New ADA Guidelines Focus on 'Eating Patterns,' not 'Diet'

Miriam E. Tucker

October 18, 2013

New nutritional guidelines from the American Diabetes Association focus on overall eating patterns and patient preference, rather than any particular dietary prescription.

In fact, the authors intentionally avoided using the word "diet," lead author Alison Evert, MS, RD, CDE, coordinator of diabetes education programs at the University of Washington Medical Center, Seattle, told Medscape Medical News.

"Throughout the document, we refer to 'eating plans' or 'eating patterns' rather than 'diet.' We want to work with patients and help them achieve individual health goals. A variety of eating patterns can help, and people are more likely to follow an eating plan that speaks to them," she said

Indeed, the new evidence-based position statement "Nutrition Therapy Recommendations for the Management of Adults With Diabetes," published online October 9 in Diabetes Care, reviews the evidence for several popular eating plans, including Mediterranean style, vegetarian, low fat, low carbohydrate, and Dietary Approaches to Stop Hypertension (DASH), but does not recommend any specific one.

"Personal preferences (eg, tradition, culture, religion, health beliefs and goals, economics) and metabolic goals should be considered when recommending one eating pattern over another," the statement says.

Importantly, early referral to a registered dietician for nutrition therapy is advised as soon as possible following the diabetes diagnosis. "What we know from the research is that when a patient is referred soon after diabetes has been diagnosed, nutrition therapy can be effective. Unfortunately, that referral is often delayed, sometimes for years," Ms. Evert told Medscape Medical News.

"Priority" Section Assists Busy Clinicians

The new statement replaces the ADA's 2008 "Nutritional Recommendations and Interventions for Diabetes." In addition to the section on the eating plans, it includes other new features and recommendations, such as a guide for coordinating food with different types of oral glucose-lowering agents and both fixed-dose and basal-bolus insulin regimens.

The latter is included in a table entitled "Summary of priority topics," a concept that is meant to assist in time-limited clinical scenarios. "The idea is that because nutrition therapy is a core tenet of diabetes management, if a clinician has less than a minute devoted to lifestyle intervention topics, here are some talking points that are evidence-based that clinicians can use with patients," Ms. Evert said.

These include emphasizing portion control as a method for weight loss and maintenance and ensuring that the patient knows which foods contain carbohydrates.

With regard to carbohydrates, the document advises that patients choose nutrient-dense, high-fiber foods as opposed to processed foods with added sodium, fat, and sugars. And for the first time, the guidelines specifically call for the avoidance of sugar-sweetened beverages (SSBs).
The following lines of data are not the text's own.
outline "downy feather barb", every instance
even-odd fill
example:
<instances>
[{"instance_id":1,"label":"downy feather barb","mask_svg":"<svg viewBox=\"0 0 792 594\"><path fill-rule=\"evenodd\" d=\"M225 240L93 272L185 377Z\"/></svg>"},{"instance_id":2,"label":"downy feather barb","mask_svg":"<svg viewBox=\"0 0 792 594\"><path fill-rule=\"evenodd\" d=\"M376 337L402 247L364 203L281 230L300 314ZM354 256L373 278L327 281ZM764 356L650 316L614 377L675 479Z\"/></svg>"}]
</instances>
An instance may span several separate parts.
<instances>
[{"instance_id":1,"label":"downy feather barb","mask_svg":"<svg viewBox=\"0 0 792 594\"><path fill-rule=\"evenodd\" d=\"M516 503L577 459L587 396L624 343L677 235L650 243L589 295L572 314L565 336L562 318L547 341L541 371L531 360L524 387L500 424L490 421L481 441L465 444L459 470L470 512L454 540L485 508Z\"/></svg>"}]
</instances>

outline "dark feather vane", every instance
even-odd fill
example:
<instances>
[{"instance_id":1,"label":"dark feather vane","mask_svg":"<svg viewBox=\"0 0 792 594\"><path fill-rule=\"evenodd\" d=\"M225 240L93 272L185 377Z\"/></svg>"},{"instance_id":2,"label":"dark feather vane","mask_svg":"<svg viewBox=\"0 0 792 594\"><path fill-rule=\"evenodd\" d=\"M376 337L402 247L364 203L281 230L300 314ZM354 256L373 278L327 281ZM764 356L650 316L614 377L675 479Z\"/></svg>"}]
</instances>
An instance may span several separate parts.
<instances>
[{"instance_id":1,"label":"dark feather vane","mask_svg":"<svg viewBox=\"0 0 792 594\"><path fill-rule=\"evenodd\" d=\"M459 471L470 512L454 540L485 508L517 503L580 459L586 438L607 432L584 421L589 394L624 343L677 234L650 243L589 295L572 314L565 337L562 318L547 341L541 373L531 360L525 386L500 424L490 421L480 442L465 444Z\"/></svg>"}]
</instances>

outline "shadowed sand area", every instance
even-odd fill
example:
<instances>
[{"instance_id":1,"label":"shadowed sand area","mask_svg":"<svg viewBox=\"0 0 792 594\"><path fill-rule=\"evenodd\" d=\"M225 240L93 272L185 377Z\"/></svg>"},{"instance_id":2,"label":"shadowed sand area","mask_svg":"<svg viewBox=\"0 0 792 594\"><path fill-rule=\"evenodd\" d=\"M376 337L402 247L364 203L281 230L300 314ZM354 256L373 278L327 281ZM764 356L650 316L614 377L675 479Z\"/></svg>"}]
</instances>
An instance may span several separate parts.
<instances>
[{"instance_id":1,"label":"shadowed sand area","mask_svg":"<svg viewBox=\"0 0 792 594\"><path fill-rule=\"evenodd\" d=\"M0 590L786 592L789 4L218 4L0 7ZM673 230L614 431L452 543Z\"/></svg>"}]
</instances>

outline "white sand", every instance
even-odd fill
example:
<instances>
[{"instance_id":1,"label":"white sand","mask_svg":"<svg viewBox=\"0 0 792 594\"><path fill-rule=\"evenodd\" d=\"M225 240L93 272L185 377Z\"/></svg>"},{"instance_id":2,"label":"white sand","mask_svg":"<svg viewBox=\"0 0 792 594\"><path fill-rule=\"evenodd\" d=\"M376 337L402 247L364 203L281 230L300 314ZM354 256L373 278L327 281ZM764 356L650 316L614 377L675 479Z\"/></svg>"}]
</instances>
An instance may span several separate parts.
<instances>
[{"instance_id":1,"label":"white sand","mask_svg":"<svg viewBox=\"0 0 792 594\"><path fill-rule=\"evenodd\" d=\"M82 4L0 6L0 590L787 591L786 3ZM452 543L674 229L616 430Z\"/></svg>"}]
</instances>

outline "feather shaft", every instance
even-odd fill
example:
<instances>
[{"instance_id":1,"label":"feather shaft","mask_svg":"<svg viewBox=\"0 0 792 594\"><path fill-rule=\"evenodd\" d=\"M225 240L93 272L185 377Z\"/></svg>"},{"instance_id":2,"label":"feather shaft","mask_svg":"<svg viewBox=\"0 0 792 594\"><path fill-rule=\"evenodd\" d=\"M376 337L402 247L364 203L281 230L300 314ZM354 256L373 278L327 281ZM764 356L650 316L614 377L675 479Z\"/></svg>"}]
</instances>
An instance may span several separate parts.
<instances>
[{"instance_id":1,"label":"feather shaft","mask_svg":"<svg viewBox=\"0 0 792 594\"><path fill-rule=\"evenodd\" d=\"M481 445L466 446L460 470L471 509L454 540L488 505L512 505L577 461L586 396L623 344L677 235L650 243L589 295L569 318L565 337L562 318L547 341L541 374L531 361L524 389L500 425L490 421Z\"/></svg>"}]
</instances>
As in 2008, this guideline does not recommend specific proportions of daily calories from carbohydrate, fats, and proteins in the diet. Rather, the statement says, "macronutrient distribution should be based on individualized assessment of current eating patterns, preferences, and goals."

Acknowledging the popularity of low-carb and low-glycemic-index eating patterns among many in the diabetes community, Ms. Evert told Medscape Medical News that the committee reviewed as much available evidence as possible in those areas but stopped short of recommending any specific ones. For example, "A lot of the studies on low-carb didn't meet our criteria for inclusion due to factors such as high dropout rates," she observes.

As for other macronutrients, the document advises that foods containing unsaturated fats (liquid oils) be substituted for those higher in trans- or saturated fat and that leaner protein sources and meat alternatives are preferred.

And in a change from 2008, the limit for sodium is given as 2300 mg/day, the same as for the general population. Alternate individualized sodium targets are recommended for patients with both diabetes and hypertension, however.

Previously, the recommendation had been less than 2000 mg/day for all diabetes patients. "The research that we found didn't support a lower sodium recommendation for people with diabetes," Ms. Evert told Medscape Medical News.

The document also advises against the use of any specific vitamin or mineral supplement or herbs for people with diabetes.

Similarly, evidence also doesn't support recommending omega-3 supplements for people with diabetes as a way of preventing or treating cardiovascular disease.

"There's no evidence at this point beyond eating healthy… Without well-designed clinical trials to prove efficacy, the benefit of pharmacological doses of supplements is unknown. Unfortunately, findings from small clinical and animal studies are frequently extrapolated to clinical practice," she noted.

"An Underutilized Therapy"

Ms. Evert told Medscape Medical News she hopes that the new statement will encourage providers to focus more attention on food as a critical element of diabetes management. "Often, nutrition therapy isn't given the priority that it should have… It's a lot easier to write a prescription than to have a dialog with the patient about eating behaviors."

She pointed out that nutrition therapy has been shown to produce cost savings and improve glycemic control. Moreover, "It's often a covered benefit for many patients who have insurance… It's an underutilized therapy."

Ms. Evert has no reported no relevant financial relationships. Disclosures for the coauthors are listed in the article.